KOMİSYON KONUŞMASI

ATİLA SERTEL (İzmir) - Evet, hoş geldiniz, Genel Müdüre de geçmiş olsun dileklerimi iletin lütfen.

Beş yıldır süregelen bir özelleştirme çabası var. Burada son vardığınız noktada diyorsunuz ki: "Artık özelleştirmede yetkin olduk, isim değişikliği yapılacak değerleme konusunda." Bence isim değişikliğinden ziyade burada zihniyet değişikliği gerekiyor çünkü sonuçta sizin yaptığınız ihaleler de belli yerler tarafından onaylanmadığı zaman ADÜAŞ'ın özelleştirdiği kuruluşlar, onay için tekrar başka makama gidiyor ve bekliyor, yapılmıyor. Bunun örneğini vereceğim size -ben İzmir Milletvekili olduğum için- Konak'ta eski elektrik fabrikasının siz değerlemesini yaptınız ve mülkiyetinizdeki fabrika kalıntısının -yani oralar artık çökük, izbe yerler hâline geldi- ve arazinin satışına yönelik Nisan 2019 tarihinde bir ihaleye çıktınız. Bu ihalede 4 farklı firma geldi, dosya aldı ancak hiçbir şirket ihaleye katılmadı, bu tarihî fabrikanın satım ihalesine sadece İzmir Büyükşehir Belediyesi katıldı. Tarihî elektrik fabrikasının satışı da açık artırma usulüyle yapıldı, İzmir Büyükşehir Belediyesi 35 milyon lira bedelle bu fabrikayı satın aldı, aldı almasına ama Özelleştirme İdaresi bu ihaleyi hâlâ onaylamadı.

Şimdi, orada, tarihî bir hava gazı fabrikası vardı. Bu tarihî havagazı fabrikasının alanı geçmiş dönemdeki Belediye Başkanı Aziz Kocaoğlu tarafından ranta teslim edilmedi.
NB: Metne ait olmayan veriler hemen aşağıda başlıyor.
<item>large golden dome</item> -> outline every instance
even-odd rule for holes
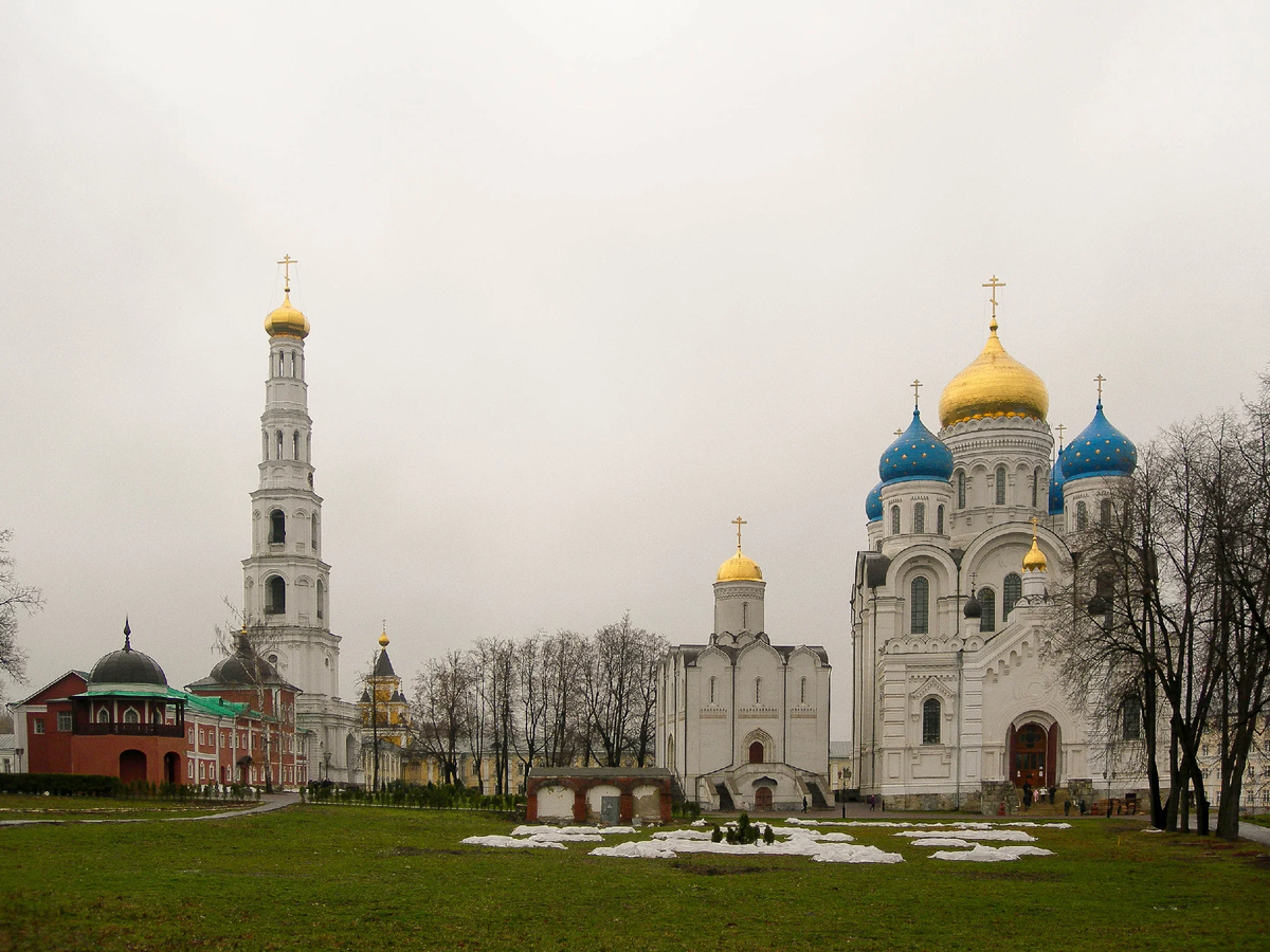
[[[944,387],[940,424],[983,416],[1031,416],[1044,423],[1049,411],[1045,382],[1006,353],[996,319],[989,327],[983,352]]]
[[[729,559],[726,562],[719,566],[719,576],[715,581],[762,581],[763,570],[758,567],[758,562],[748,556],[742,555],[740,548],[737,548],[737,555]]]
[[[291,305],[291,294],[282,298],[282,306],[272,311],[264,319],[264,330],[271,338],[300,338],[309,336],[309,319]]]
Çok güzel bir toplantı alanı, çok güzel bir tarihî hava gazı fabrikasının kalıntıları da korunarak ve onarılarak müthiş güzellikte, İzmirlilerin kullanabildiği, toplantıların yapılabildiği, müzik dinletilerinin yapılabildiği, gazi ve şehitlerimizin ailelerinin de katıldığı iftar yemeklerinin verildiği çok güzel bir alan oldu. İşte bu, eğer Tunç Soyer'in 35 milyon liraya aldığı elektrik fabrikası da kabul edilseydi aynı amaç ve aynı anlayışla hava gazı fabrikasıyla birlikte entegre edilecek, oradaki sosyal donatı alanı ve İzmir içerisindeki nefes alma alanları ranta değil, gerçekten halka açılmış olacaktı ve çok güzel bir iş yapılmış olacaktı fakat ihale onaylanmadı ve onaylanmama gerekçesi olarak da şöyle söylendi: "Özelleştirmeye sadece özel şirketler katılabilir, kamu şirketleri katılamaz. Bu yüzden teklifiniz uygun bulunmamıştır."
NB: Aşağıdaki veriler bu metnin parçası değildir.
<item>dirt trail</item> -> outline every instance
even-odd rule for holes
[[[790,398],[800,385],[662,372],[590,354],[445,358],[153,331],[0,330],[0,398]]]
Şimdi, özel sektörden herhangi bir katılım yok ama Büyükşehir Belediyesi sizin açık artırma usulünüze resmen girmiş ve 35 milyon lira bedeli de kabul etmiş ve orayı almış. Şimdi, oranın, tarihî bir binanın, o vakıf aracılığıyla teknoloji ve sanayi müzesine dönüştürüleceği açıklandı. Bunun da devlet tarafından yani iktidar tarafından yapılacağı söylendi. 2018 yılında bu ihale yapıldı; 35 milyon liraya alınan bu mülk, iki yıldır Cumhurbaşkanının onayını bekliyor.
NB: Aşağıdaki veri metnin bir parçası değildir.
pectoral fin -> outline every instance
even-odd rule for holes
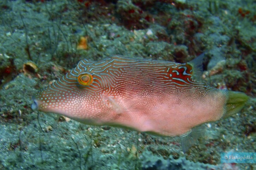
[[[117,114],[124,113],[125,108],[122,101],[118,99],[115,99],[113,97],[109,96],[102,96],[102,100],[104,104],[115,112]]]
Yine, İzmir'de sizin mülkiyet sahibi olduğunuz eski TEKEL Şarap Fabrikası var. Burası ne durumda, bu ne oldu? Yani bu tip alanları hâlâ izbelik içerisinde tutmak ve İzmir'de hazır talip varken, üstelik, Belediye bu alanları kullanır hâle getirmek için devlete para ödemesi hâlinde bunun yapılmaması çok yanlıştır. Biz diğer kentlerde görüyoruz ki bilabedel belediyelere park yapılsın diye, bilabedel yeşil alan yapılsın diye iktidar tarafından yerler tahsis ediliyor, hazine tarafından yerler tahsis ediliyor. Oysa İzmir Büyükşehir Belediyesi bizzat ihaleye katılıyor ve 35 milyon lirayı sizin kasanıza koyuyor, buna rağmen siz bunu iptal ediyorsunuz. Bu ihale neden iptal oldu? Yani size göre 35 milyonluk bedel mi düşük kaldı yani makul bir fiyat mı yoksa para da mı sorun çıkmıştı? Büyükşehir Belediyesi o ihaleye katılamayacaksa niye kattınız, niye ihaleyi devam ettirdiniz? Niye sonuna kadar gittiniz böyle bir madde varsa yani "Büyükşehir Belediyesi katılamaz" diye. "Kardeşim, sen bu ihaleye gelme, senin hakkın yok bu ihaleye katılmaya." niye demediniz? Yani bütün bunlar hep soru işareti olarak kafamızdan geçiyor.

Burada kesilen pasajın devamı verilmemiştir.